Prezes Prawa i Sprawiedliwości, wicepremier Jarosław Kaczyński w ostrych słowach zwrócił się wczoraj do opozycji w związku z kolejnymi proaborcyjnymi protestami, które mają miejsce w momencie walki z epidemią koronawirusa w Polsce.
W trakcie wieczornych obrad Sejmu szef klubu Lewicy Krzysztof Gawkowski poinformował, jakoby wicemarszałek Sejmu Włodzimierz Czarzasty miał zostać „pobity” przez policję oraz zatrzymany w trakcie protestu przeciwko wyrokowi TK.
„Najpierw to łaskawie zdejmijcie te błyskawice SS-mańskie”
- powiedział prezes PiS odnosząc się do tych informacji i dodał:
„Wszystkie te demonstracje, któreście popierali, […] kosztowały życie już wiele osób. Macie krew na rękach”.
Dalej dodał, że złamali oni art. 165 i nie powinno ich być w tej izbie, ponieważ dopuścili się zbrodni. Opozycja skandowała „będziesz siedział”, na co Kaczyński odpowiedział:
„Jeżeli w Polsce będzie praworządność to wielu z was będzie siedzieć”.
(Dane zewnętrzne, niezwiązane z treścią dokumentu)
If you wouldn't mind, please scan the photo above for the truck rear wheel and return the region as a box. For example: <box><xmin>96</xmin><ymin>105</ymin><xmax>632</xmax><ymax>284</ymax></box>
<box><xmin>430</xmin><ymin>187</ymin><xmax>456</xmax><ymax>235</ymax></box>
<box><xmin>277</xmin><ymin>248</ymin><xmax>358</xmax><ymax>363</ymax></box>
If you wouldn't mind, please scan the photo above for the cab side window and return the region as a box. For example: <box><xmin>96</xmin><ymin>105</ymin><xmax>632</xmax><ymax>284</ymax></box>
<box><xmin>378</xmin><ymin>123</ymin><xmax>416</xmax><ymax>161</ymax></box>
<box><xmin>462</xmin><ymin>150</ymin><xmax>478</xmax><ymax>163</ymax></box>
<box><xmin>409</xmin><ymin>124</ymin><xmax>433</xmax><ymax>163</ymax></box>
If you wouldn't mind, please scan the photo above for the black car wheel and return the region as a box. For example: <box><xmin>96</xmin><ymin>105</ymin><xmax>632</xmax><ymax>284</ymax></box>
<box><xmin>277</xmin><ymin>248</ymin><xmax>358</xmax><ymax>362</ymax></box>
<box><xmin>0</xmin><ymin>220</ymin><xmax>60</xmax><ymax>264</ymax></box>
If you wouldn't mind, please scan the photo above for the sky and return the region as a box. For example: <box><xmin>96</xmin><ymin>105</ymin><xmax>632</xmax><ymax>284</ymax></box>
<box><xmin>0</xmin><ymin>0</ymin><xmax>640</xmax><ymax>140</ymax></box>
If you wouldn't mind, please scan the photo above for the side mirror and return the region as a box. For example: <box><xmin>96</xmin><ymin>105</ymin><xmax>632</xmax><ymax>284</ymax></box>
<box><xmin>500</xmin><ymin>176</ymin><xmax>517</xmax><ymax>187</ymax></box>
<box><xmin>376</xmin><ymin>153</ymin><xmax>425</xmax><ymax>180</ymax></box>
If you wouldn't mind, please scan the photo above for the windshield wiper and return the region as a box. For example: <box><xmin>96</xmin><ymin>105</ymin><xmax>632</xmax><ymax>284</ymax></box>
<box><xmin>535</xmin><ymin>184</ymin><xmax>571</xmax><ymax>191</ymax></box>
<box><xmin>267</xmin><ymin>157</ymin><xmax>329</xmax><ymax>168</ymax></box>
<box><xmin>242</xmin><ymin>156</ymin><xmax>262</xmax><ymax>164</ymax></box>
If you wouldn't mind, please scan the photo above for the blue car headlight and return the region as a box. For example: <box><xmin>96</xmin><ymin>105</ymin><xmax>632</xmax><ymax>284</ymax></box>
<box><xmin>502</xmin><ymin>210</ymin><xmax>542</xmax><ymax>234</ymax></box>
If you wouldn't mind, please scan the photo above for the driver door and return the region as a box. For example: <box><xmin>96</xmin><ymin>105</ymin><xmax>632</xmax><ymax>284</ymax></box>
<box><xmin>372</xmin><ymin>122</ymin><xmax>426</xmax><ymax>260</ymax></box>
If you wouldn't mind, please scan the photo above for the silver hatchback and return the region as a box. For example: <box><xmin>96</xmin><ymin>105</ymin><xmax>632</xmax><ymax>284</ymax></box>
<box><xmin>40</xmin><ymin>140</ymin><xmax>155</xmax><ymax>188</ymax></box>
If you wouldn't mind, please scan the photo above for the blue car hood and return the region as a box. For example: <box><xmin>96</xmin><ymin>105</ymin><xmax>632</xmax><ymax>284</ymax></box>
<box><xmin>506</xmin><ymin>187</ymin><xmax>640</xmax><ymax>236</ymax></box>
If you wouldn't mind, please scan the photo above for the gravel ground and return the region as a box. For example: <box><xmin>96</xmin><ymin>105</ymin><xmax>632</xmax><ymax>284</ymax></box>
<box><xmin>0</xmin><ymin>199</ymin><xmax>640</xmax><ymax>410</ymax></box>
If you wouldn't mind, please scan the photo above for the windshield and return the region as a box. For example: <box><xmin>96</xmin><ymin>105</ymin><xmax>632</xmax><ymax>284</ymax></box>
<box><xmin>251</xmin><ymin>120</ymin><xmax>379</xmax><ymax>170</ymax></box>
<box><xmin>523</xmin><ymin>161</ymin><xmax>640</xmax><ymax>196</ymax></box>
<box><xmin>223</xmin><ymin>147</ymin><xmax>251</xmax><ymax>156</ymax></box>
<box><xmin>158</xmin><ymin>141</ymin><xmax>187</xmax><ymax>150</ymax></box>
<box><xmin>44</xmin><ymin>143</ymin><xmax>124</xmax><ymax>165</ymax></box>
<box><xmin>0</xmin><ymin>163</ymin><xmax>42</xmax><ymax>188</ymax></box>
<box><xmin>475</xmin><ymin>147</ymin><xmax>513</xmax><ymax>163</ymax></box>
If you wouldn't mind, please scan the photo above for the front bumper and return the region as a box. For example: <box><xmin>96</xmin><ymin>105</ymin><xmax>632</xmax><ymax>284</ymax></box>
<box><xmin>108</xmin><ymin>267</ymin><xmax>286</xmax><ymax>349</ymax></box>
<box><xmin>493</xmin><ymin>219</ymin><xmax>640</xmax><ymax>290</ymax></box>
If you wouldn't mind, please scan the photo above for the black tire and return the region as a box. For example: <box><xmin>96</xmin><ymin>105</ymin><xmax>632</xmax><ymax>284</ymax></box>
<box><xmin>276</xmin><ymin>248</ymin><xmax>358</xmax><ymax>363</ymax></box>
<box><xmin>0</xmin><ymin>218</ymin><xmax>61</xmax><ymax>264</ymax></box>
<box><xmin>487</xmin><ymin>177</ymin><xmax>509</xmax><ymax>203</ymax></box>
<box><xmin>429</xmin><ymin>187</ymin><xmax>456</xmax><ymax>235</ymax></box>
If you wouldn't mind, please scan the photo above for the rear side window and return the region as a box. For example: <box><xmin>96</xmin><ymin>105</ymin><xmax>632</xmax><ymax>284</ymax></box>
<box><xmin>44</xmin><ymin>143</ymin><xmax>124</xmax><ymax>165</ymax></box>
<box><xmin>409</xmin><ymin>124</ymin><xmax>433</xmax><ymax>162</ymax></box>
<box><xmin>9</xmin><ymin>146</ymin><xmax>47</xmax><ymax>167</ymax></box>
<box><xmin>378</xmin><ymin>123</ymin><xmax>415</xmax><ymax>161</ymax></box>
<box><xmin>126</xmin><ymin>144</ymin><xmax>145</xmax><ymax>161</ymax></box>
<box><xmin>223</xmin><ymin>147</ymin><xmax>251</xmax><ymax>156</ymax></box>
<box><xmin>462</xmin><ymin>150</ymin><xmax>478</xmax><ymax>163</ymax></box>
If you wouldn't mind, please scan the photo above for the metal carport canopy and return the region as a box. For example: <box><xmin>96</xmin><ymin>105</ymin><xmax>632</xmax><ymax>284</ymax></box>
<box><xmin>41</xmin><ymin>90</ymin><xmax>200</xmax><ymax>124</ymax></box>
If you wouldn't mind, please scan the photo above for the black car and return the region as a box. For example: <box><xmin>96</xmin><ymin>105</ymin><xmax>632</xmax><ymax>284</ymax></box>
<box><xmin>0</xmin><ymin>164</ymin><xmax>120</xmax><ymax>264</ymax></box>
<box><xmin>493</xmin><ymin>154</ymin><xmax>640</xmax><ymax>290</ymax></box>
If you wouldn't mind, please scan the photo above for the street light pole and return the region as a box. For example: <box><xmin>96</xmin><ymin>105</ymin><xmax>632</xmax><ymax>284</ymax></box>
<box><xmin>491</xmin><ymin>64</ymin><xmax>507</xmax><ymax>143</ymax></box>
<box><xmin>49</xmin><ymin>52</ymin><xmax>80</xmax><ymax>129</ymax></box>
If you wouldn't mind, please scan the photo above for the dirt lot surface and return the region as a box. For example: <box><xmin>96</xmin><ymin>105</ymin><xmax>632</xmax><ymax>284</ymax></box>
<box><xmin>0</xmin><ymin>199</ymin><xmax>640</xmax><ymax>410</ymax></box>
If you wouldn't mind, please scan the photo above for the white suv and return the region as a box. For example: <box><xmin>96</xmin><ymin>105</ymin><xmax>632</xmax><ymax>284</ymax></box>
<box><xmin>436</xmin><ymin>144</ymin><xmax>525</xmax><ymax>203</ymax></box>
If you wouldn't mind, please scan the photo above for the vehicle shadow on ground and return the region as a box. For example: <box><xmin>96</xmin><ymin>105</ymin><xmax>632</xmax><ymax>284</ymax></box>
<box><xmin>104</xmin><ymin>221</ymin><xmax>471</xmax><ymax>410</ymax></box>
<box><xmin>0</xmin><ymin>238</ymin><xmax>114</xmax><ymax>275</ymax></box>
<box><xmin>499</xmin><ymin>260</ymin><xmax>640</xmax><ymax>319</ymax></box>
To oburzyło przedstawicieli opozycji totalnej. Posłanka KO Barbara Nowacka zapowiedziała nawet złożenie zawiadomienia do prokuratury.
Komentując słowa prezesa PiS i reakcję opozycji Sebastian Kaleta napisał na Twitterze:
„Krzyczeliście "będziesz siedzieć" to Wam Prezes pięknie odpowiedział, że jeśli w Polsce będzie pełna praworządność niektórych Pana kolegów spotka ten los.
Myślę, że kilku Sławkom (Nowak, Gawłowski, Neumann) mocno skoczyła pikawa, bo ich problemy z prawem już znamy”.
Krzyczeliście "będziesz siedzieć" to Wam Prezes pięknie odpowiedział, że jeśli w Polsce będzie pełna praworządność niektórych Pana kolegów spotka ten los.